Monika Nilsson deu uma súbita e inoportuna gargalhada de escárnio. Ela notara o mal disfarçado entusiasmo dele ao chegar à reunião de sexta-feira e identificara todos os sintomas do jornalista às voltas com um bom assunto para um artigo.
— Certo, explique-se.
— É muito simples — disse Henry Cortez. — A maior indústria sueca em todas as categorias, é a da construção civil. É uma indústria que, na prática, não pode ser transferida para outro lugar, mesmo que a Skanska finja ter escritórios em Londres e coisas do gênero. Seja como for, os prédios têm de ser construídos na Suécia.
— Sim, isso não é novidade.
— Não. O que é mais ou menos uma novidade é que a construção civil está anos-luz atrás de todas as demais indústrias suecas quando se trata de concorrência e eficiência. Se a Volvo fabricasse automóveis do mesmo jeito, um carro último modelo estaria custando um ou dois milhões. Qualquer indústria normal só pensa em baixar os preços. Na construção civil, é o oposto. Eles não estão nem aí para os preços, o custo do metro quadrado aumenta o tempo todo e o Estado tem de oferecer subsídio com o dinheiro do contribuinte para que o negócio simplesmente não se inviabilize.
— E isso dá matéria?
— Espere. E complicado. Se o preço do hambúrguer tivesse subido do mesmo jeito de 1970 para cá, um Big Mac estaria custando umas cento e cinqüenta coroas ou mais. Prefiro não imaginar o quanto estaria custando com as batatas fritas e uma Coca. Meu salário aqui da Millennium não seria suficiente. Quantos de vocês aqui em volta desta mesa topariam comprar um hambúrguer por cem coroas?
Ninguém respondeu.
— Têm razão. Mas quando a NCC ergue rapidinho em Gâshaga uns contêineres de latão que eles chamam de moradia, ela tem a ousadia de pedir dez ou doze mil coroas de aluguel mensal por dois dormitórios. Quantos de vocês podem pagar isso?
— Eu, pelo menos, não posso — disse Monika Nilsson.
— Não pode. E olhe que você já mora num quarto-e-sala em Danvikstull, que seu pai comprou para você há vinte anos e que você poderia vender por, digamos, um milhão e meio. Mas o que faz um jovem de vinte anos que quer sair do ninho? Não tem condições. Ele então faz uma sublocação, ou até uma subsublocação, ou fica morando com a velha mãezinha dele até se aposentar.
— E onde é que entram os vasos sanitários? — perguntou Christer Malm.

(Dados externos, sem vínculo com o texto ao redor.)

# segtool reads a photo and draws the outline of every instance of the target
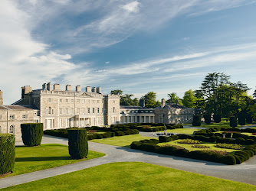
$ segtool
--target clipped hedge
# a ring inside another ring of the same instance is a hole
[[[15,138],[0,134],[0,175],[11,172],[15,163]]]
[[[86,129],[69,129],[68,152],[72,159],[85,158],[88,154],[88,139]]]
[[[205,123],[209,125],[211,123],[212,115],[205,114],[203,116],[204,116],[204,118],[205,118]]]
[[[234,117],[234,116],[233,117],[230,117],[230,118],[229,118],[229,125],[230,125],[230,127],[231,127],[233,128],[238,126],[238,121],[237,121],[235,117]]]
[[[192,121],[192,125],[193,126],[200,126],[201,125],[201,115],[195,115],[193,116],[193,121]]]
[[[25,146],[34,147],[41,145],[44,134],[42,123],[21,124],[22,141]]]

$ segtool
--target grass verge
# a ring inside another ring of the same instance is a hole
[[[140,162],[103,164],[3,190],[255,190],[250,184]]]
[[[68,146],[66,145],[46,144],[40,147],[16,147],[16,161],[13,173],[7,176],[53,168],[104,155],[89,151],[87,158],[71,160],[68,154]]]
[[[132,144],[132,142],[139,141],[143,139],[150,139],[150,138],[140,136],[139,134],[136,134],[120,137],[117,136],[103,139],[94,139],[90,140],[90,141],[130,147],[130,145]]]

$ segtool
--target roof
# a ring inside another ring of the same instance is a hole
[[[31,110],[31,108],[24,107],[18,105],[0,105],[0,109],[11,109],[11,110]]]
[[[149,109],[149,108],[141,106],[120,105],[120,109]]]

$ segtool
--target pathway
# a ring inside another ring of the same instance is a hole
[[[66,138],[44,135],[42,144],[48,143],[67,145],[67,140]],[[0,189],[57,175],[68,173],[104,163],[125,161],[145,162],[188,172],[256,185],[256,157],[251,158],[251,160],[243,164],[234,166],[158,154],[90,141],[89,141],[89,148],[91,151],[104,153],[106,155],[100,158],[2,178],[0,179]]]

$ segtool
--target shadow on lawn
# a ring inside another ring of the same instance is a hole
[[[27,161],[51,161],[59,160],[71,160],[71,157],[16,157],[16,162]]]

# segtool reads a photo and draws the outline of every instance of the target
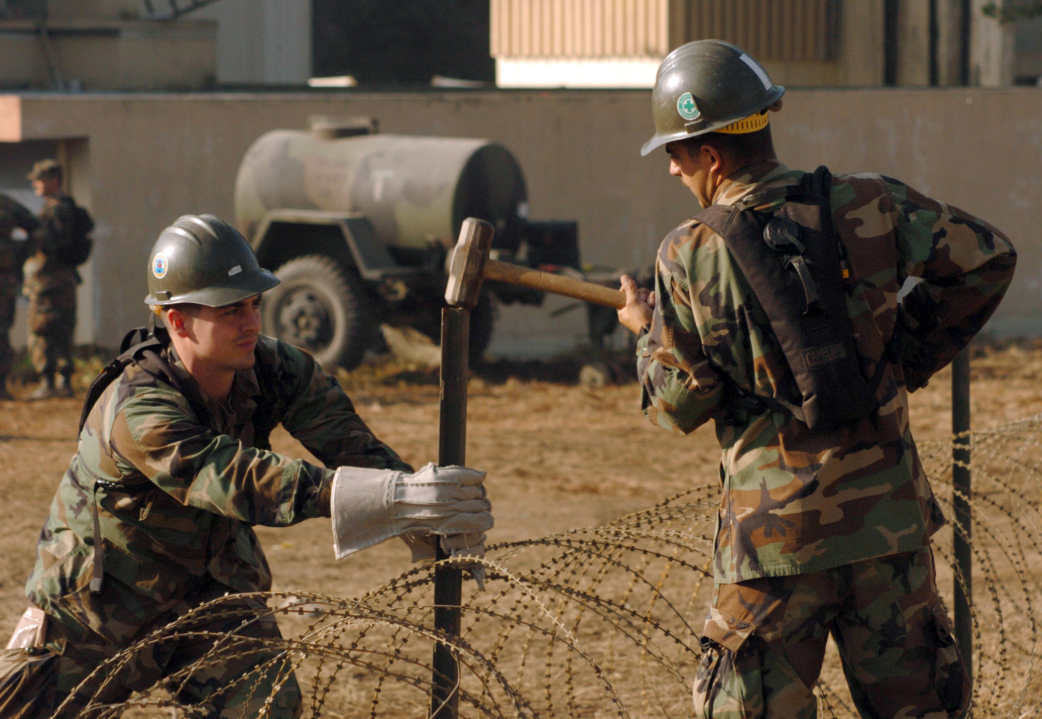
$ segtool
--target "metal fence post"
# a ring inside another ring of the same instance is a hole
[[[951,363],[951,487],[956,524],[963,534],[953,532],[952,561],[957,577],[961,574],[965,588],[956,580],[954,628],[959,651],[966,663],[966,670],[973,677],[973,621],[970,605],[973,600],[972,561],[970,538],[972,511],[970,507],[970,355],[969,347]]]
[[[442,309],[442,397],[439,412],[438,464],[463,466],[467,461],[467,366],[470,309]],[[448,555],[438,547],[438,560]],[[435,628],[460,636],[463,570],[435,568]],[[460,665],[452,650],[435,645],[430,719],[455,719],[460,712]]]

— Estou chegando lá. O fato é que a gente deve se perguntar por que os apartamentos são tão caros. Ora, porque o pessoal que encomenda os prédios não sabe como se faz. Para simplificar, o caso é o seguinte: um promotor municipal chama uma empresa de construção civil como a Skanska, diz que deseja encomendar cem apartamentos e pergunta quanto vai custar. A Skanska faz uns cálculos e liga de volta dizendo que vai custar, digamos, quinhentos milhões de coroas. O que significa que o preço por metro quadrado é xis coroas, e vai lhe custar uns dez mil paus por mês se você quiser morar ali. Porque, diferentemente do que acontece no caso do MacDonald's, você não pode não morar em algum lugar. É obrigado, portanto, a pagar o quanto custa.
— Por favor, Henry... vamos aos fatos.
— Mas o fato é justamente esse. Por que me custa dez mil paus morar num desses malditos caixotes em Hammarbyhamnen? Vou explicar. É porque as construtoras não se preocupam em segurar os preços. O cliente paga seja lá o que for. Um dos maiores custos é o material de construção. O comércio de material de construção passa pelos atacadistas, que estabelecem seus próprios preços. Como não há concorrência de fato, uma banheira, na Suécia, custa cinco mil coroas. Na Alemanha, a mesma banheira, do mesmo fabricante, custa duas mil coroas. Não sei como se explica essa diferença de preço.
— Certo.
— Boa parte disso tudo pode ser lida num relatório da Comissão do Governo para Custos de Construção, que se movimentou bastante no final dos anos 1990. De lá para cá, as coisas não avançaram muito. Ninguém negocia com os construtores para denunciar essa aberração de preços. Os clientes pagam documente o preço que custar e, no fim de tudo, os locatários ou os contribuintes é que pagam a conta.